Thursday, May 27, 2010


So this morning I woke up at 530am and went to stand up and I felt insane tightness in my calves.  Way more than I felt in them yesterday.  During my strength training routine at around 5pm they just felt a little sore which is understandable after the TT where I really had to reach back for whatever was left in the tank.  During the calf excercises I did yesterday they felt fine and I know I was keeping a close eye on my legs during that part of the workout as I knew they were a little sore.

This morning my left calf feels like a rock its so stiff.  Even walking is cumbersome.  My right one is a little sore but otherwise ok.  So after walking around my appartment for five minutes trying to loosen them up a bit I decided I was going to have to bag the run today or risk further injury.

I did however still get my swim session in with my coach and then followed that with 30 minutes of drills.  I love that when my legs are hurting the pool is still an option and most times it actually helps loosen me up.  The good news is I forgot all about my calf when I was in the pool until I had to walk back into the lockerroom.  The bad news is that my calf is still really tight so its unlikely I'll be able to get the run in later this afternoon which was a thought as well.  Some other good news is that despite all my hamstring woes with running my hammy's feel great.  In fact better than they have in a long time.  I'd say 100%.  And for the first time in years its my left leg hurting instead of my right which has traditionally been the weaker of the two!  So all that strength training is paying off!

So...   going forwards I need to keep resting and icing that calf until it loosens up a bit.  I'll try a little massage later maybe but right now its insanely tender and hurts to the touch.

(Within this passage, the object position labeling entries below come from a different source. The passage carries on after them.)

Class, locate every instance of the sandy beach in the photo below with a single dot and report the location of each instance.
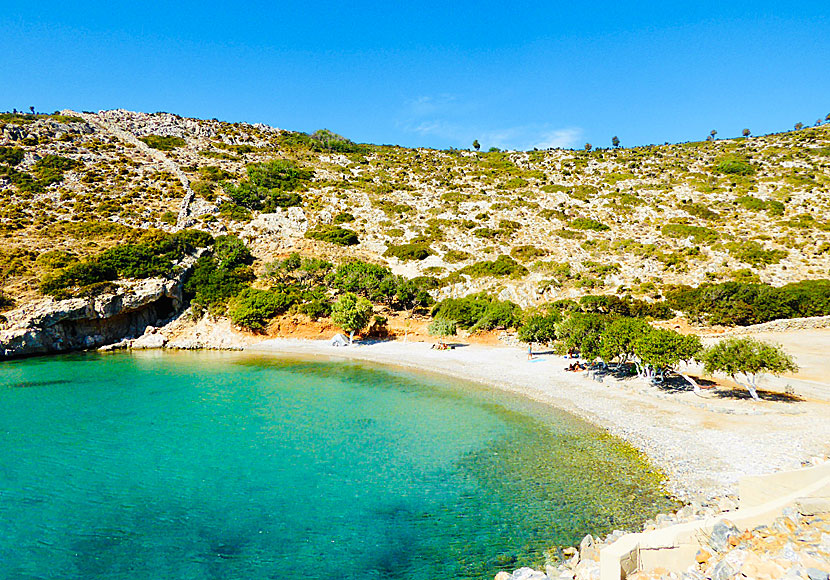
(703, 443)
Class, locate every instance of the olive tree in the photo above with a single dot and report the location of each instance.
(582, 331)
(351, 313)
(659, 351)
(442, 328)
(619, 338)
(538, 328)
(749, 357)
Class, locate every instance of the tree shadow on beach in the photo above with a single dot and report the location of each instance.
(741, 394)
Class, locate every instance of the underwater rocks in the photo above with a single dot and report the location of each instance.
(795, 546)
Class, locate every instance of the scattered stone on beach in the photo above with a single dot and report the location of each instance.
(795, 546)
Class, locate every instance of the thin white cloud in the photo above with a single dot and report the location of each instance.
(443, 116)
(560, 138)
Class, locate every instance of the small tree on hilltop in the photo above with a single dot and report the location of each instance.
(749, 357)
(351, 313)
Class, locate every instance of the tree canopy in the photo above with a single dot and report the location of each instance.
(351, 313)
(749, 357)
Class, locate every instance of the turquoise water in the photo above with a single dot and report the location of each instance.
(232, 466)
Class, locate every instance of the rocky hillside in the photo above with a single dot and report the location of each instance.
(571, 222)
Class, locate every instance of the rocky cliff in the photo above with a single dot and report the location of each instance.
(52, 326)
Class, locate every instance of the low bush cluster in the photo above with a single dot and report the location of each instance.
(700, 235)
(501, 267)
(152, 255)
(755, 253)
(588, 224)
(163, 142)
(740, 304)
(333, 235)
(270, 184)
(407, 252)
(479, 312)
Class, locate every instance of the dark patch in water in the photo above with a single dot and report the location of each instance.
(30, 384)
(227, 550)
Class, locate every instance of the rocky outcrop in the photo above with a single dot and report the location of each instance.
(51, 326)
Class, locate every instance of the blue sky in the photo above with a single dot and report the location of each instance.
(437, 74)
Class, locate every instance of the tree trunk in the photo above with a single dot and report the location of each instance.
(749, 387)
(691, 381)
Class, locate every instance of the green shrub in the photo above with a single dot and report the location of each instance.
(163, 142)
(316, 309)
(752, 203)
(211, 286)
(406, 252)
(570, 234)
(583, 192)
(699, 234)
(56, 259)
(442, 327)
(479, 312)
(270, 184)
(234, 212)
(343, 218)
(455, 256)
(501, 267)
(699, 210)
(11, 156)
(253, 308)
(377, 283)
(527, 253)
(754, 253)
(6, 302)
(333, 235)
(742, 304)
(734, 166)
(588, 224)
(150, 256)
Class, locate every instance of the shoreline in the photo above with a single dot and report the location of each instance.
(702, 445)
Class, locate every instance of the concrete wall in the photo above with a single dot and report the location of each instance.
(763, 498)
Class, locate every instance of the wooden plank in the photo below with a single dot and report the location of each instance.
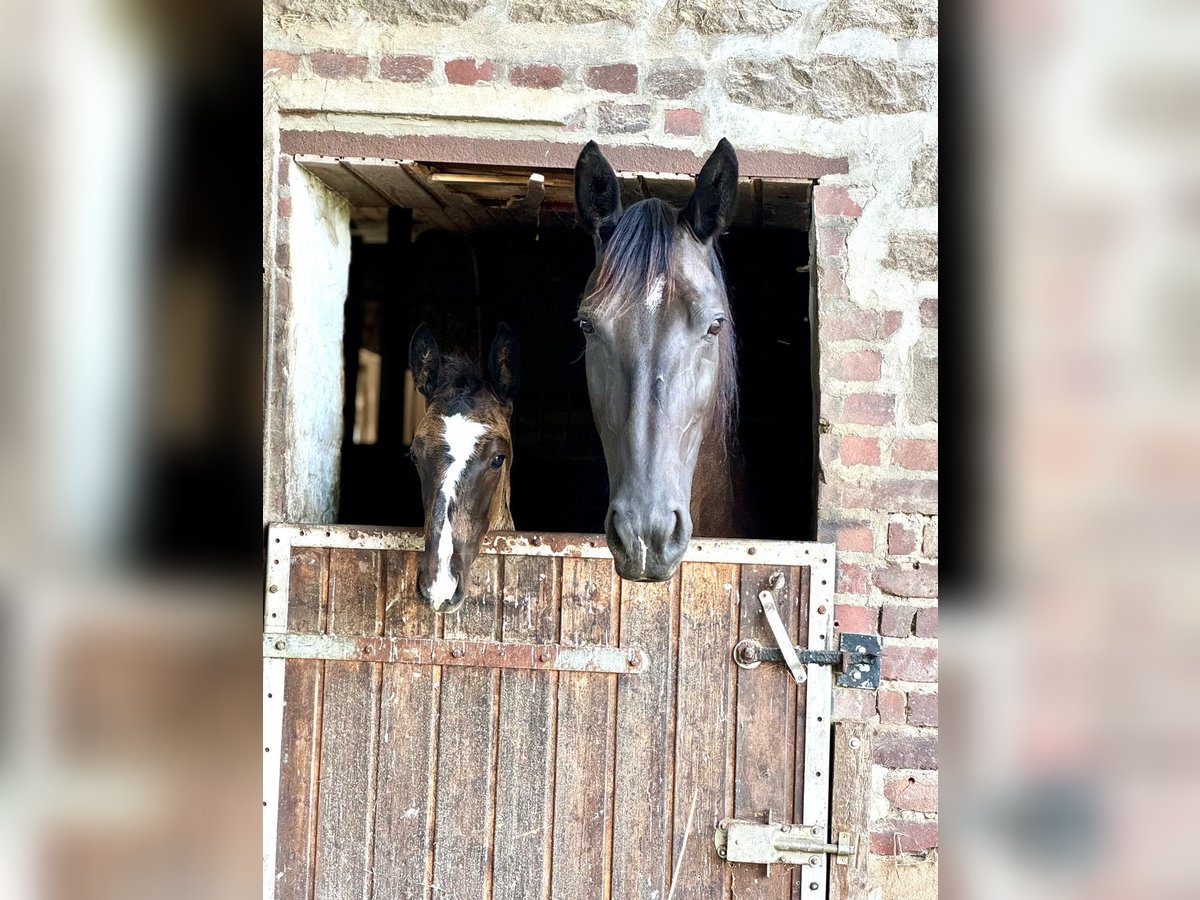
(408, 711)
(307, 589)
(766, 731)
(851, 805)
(299, 745)
(465, 807)
(803, 585)
(708, 613)
(641, 840)
(349, 727)
(525, 759)
(583, 757)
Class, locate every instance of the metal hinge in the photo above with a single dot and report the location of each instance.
(739, 840)
(857, 657)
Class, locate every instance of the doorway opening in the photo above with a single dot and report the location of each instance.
(465, 247)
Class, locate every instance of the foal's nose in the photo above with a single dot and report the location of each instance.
(647, 543)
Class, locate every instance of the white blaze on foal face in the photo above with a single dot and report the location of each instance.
(461, 436)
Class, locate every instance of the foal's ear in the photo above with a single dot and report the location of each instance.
(425, 360)
(715, 199)
(597, 192)
(504, 364)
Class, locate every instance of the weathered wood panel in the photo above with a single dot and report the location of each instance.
(587, 707)
(408, 709)
(641, 839)
(526, 753)
(403, 780)
(766, 744)
(465, 805)
(349, 727)
(707, 612)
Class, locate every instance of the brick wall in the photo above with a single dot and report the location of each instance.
(851, 78)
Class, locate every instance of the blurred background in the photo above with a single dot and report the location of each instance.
(130, 433)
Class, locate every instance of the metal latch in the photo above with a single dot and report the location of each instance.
(857, 657)
(739, 840)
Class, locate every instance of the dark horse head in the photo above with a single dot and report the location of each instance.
(660, 352)
(463, 453)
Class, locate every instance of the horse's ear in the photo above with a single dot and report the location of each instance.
(597, 192)
(504, 364)
(425, 360)
(715, 199)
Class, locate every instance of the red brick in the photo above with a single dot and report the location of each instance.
(930, 544)
(673, 83)
(831, 241)
(912, 793)
(907, 580)
(915, 454)
(856, 539)
(856, 619)
(927, 623)
(929, 312)
(469, 71)
(906, 749)
(537, 76)
(889, 496)
(406, 69)
(851, 579)
(852, 703)
(619, 78)
(832, 201)
(285, 63)
(897, 621)
(853, 450)
(339, 65)
(901, 539)
(622, 119)
(912, 837)
(892, 707)
(683, 121)
(923, 709)
(891, 323)
(910, 664)
(857, 366)
(862, 409)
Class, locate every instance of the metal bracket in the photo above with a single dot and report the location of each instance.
(739, 840)
(857, 658)
(779, 629)
(432, 652)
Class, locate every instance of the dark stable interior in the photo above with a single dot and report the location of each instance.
(463, 285)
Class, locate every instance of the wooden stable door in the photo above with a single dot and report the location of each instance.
(567, 735)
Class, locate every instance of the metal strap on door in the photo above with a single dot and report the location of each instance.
(772, 843)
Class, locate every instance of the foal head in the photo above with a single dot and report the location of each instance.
(660, 352)
(462, 450)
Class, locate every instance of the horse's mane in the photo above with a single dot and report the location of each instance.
(637, 257)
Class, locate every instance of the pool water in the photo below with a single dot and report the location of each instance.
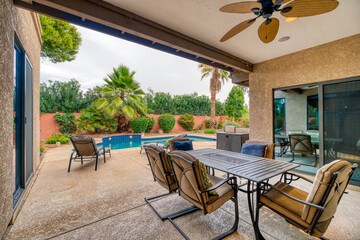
(131, 141)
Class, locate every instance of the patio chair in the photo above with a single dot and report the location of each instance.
(163, 174)
(85, 149)
(192, 187)
(176, 139)
(301, 143)
(269, 150)
(312, 212)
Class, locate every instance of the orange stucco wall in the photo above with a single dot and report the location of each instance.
(48, 125)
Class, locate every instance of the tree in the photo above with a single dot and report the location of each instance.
(124, 95)
(61, 41)
(217, 79)
(65, 97)
(234, 104)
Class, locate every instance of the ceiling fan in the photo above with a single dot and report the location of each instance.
(265, 8)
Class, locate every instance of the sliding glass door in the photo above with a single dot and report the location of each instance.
(342, 123)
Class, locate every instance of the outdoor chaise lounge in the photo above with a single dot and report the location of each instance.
(190, 178)
(313, 211)
(85, 149)
(163, 174)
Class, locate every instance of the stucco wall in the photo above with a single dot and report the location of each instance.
(6, 110)
(14, 19)
(334, 60)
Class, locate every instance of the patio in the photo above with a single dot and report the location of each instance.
(109, 204)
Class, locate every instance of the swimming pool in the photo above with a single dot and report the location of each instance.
(130, 141)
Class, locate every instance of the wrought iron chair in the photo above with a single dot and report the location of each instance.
(192, 188)
(301, 143)
(163, 174)
(86, 150)
(312, 212)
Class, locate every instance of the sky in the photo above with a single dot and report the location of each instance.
(160, 71)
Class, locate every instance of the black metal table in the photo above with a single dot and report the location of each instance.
(255, 169)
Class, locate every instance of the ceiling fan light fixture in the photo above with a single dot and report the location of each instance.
(283, 39)
(290, 19)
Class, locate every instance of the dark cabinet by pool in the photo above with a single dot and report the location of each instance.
(231, 141)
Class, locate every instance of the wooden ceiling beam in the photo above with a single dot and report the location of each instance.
(108, 15)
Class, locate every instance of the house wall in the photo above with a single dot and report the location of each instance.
(24, 23)
(334, 60)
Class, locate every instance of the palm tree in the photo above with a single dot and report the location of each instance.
(123, 95)
(218, 78)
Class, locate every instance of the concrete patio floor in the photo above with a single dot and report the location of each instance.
(109, 204)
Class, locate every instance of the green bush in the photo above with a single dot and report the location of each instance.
(66, 122)
(139, 125)
(166, 122)
(207, 123)
(57, 138)
(209, 131)
(187, 121)
(150, 125)
(220, 125)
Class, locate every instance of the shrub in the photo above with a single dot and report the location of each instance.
(57, 138)
(187, 121)
(209, 131)
(166, 122)
(139, 125)
(207, 123)
(95, 121)
(220, 125)
(66, 122)
(150, 125)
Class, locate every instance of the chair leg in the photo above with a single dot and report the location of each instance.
(223, 235)
(172, 215)
(97, 158)
(70, 161)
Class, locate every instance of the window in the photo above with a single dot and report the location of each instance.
(313, 112)
(279, 116)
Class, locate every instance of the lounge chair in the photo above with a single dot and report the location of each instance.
(85, 149)
(163, 174)
(312, 212)
(162, 145)
(192, 187)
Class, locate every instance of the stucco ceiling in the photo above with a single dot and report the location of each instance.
(202, 20)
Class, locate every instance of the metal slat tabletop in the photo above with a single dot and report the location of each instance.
(256, 169)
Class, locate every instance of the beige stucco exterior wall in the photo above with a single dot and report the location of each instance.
(334, 60)
(27, 28)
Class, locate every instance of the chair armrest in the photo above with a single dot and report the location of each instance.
(294, 198)
(221, 183)
(299, 176)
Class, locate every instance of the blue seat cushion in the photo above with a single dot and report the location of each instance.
(183, 145)
(253, 149)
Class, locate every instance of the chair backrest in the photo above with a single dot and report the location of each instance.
(188, 177)
(171, 142)
(84, 145)
(300, 143)
(330, 183)
(160, 166)
(269, 150)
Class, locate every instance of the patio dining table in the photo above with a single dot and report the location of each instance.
(255, 169)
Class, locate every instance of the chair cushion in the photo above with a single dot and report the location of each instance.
(284, 205)
(207, 181)
(253, 149)
(320, 185)
(225, 192)
(183, 145)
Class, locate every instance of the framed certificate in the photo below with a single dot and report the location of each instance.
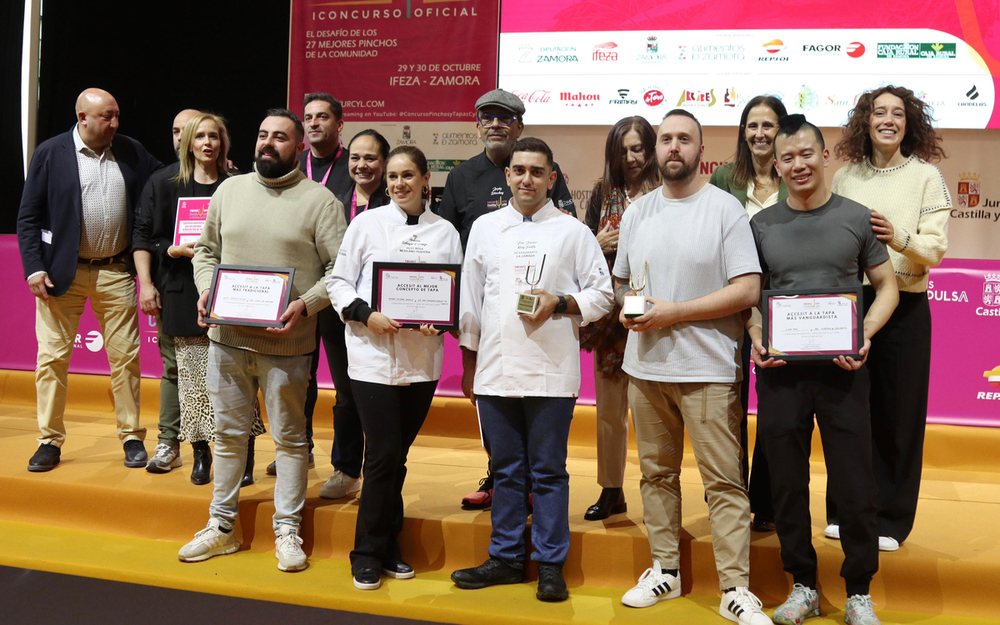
(813, 324)
(249, 296)
(416, 293)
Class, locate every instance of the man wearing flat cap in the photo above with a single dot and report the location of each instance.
(479, 186)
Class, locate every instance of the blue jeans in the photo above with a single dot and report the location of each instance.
(529, 434)
(234, 376)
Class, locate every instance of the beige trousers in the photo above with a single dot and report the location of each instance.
(711, 413)
(612, 428)
(112, 294)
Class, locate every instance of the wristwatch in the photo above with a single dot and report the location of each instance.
(561, 306)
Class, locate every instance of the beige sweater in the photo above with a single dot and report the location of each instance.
(915, 200)
(282, 222)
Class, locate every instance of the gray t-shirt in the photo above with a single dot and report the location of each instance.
(694, 247)
(826, 247)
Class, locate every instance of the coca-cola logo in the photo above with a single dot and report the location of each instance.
(536, 96)
(653, 97)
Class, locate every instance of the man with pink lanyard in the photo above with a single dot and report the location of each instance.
(326, 162)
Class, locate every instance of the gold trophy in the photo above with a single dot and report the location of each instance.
(527, 303)
(635, 305)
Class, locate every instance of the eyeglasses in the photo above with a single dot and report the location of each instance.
(505, 119)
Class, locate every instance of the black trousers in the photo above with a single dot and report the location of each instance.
(900, 365)
(348, 436)
(758, 482)
(391, 416)
(788, 397)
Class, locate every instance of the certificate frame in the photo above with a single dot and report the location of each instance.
(283, 299)
(183, 215)
(453, 273)
(853, 295)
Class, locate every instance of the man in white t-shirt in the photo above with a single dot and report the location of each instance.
(690, 246)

Tomorrow I have an optional swim and a strength training workout.  So I think my plan will be to see how it feels.  If it hurts I'll do just the swim.  If it feels a tiny bit better I'll do the swim and most of the strength training workout but I'll skip some of the leg excercises.  And if it really hurts I'll just swim.

I really hope it loosens up before the weekend though as I have a pretty intense workout scheduled for Sunday and I had hoped to run 8 miles on Saturday.  So we'll see.

I need to really start reading more about training plans.  I've been going at this a little too hard I think and I think I can ease up some.  I wonder whether I need to do more than one bike/run brick a week?  And how many miles and days I should be on the bike?  I'm thinking two bike workouts (one short with intervals, one long), two runs (one short + fast, one long), one bike/run brick (ideally on the TT course), three swim workouts, and two strength training sessions a week.  Now I just need to put that into a schedule and I need to figure out how to make my workouts more flexible so when I want to train with a friend I can do that, but instead of adding an additional workout to my schedule I'm adapting my schedule to fit that session in.  It was awesome to ride on Sunday/Monday/Tuesday, but it hurt my calves and my TT results.  So I need to instead say no to one of those workouts despite how much I'd rather do them all.  So I need to get better at finding that balance of workout goals, social goals, still having fun, and balancing everything else in around it too.

In other news...   its a Tri-Xmas here today!  Lots of new toys and outfits showing up from UPS and Fedex.  Including a new Livestrong Giro helmet to complete my Livestrong bike outfit ( I'm a huge Livestrong fan and I've always run any of my races in Livestrong gear.  Speaking of which I can't seem to find a Livestrong Tri Suit) So yeah...  I got a new helmet, a new Cannondale Red bike outfit, Some new Tri Suits and tops from, and a new fancy schmancy scale!  The scale will actually live on my wireless network at home and it will automatically update my training log files with my daily weight and body fat percentage!  Which is awesome.  I'm psyched to get that thing up and running.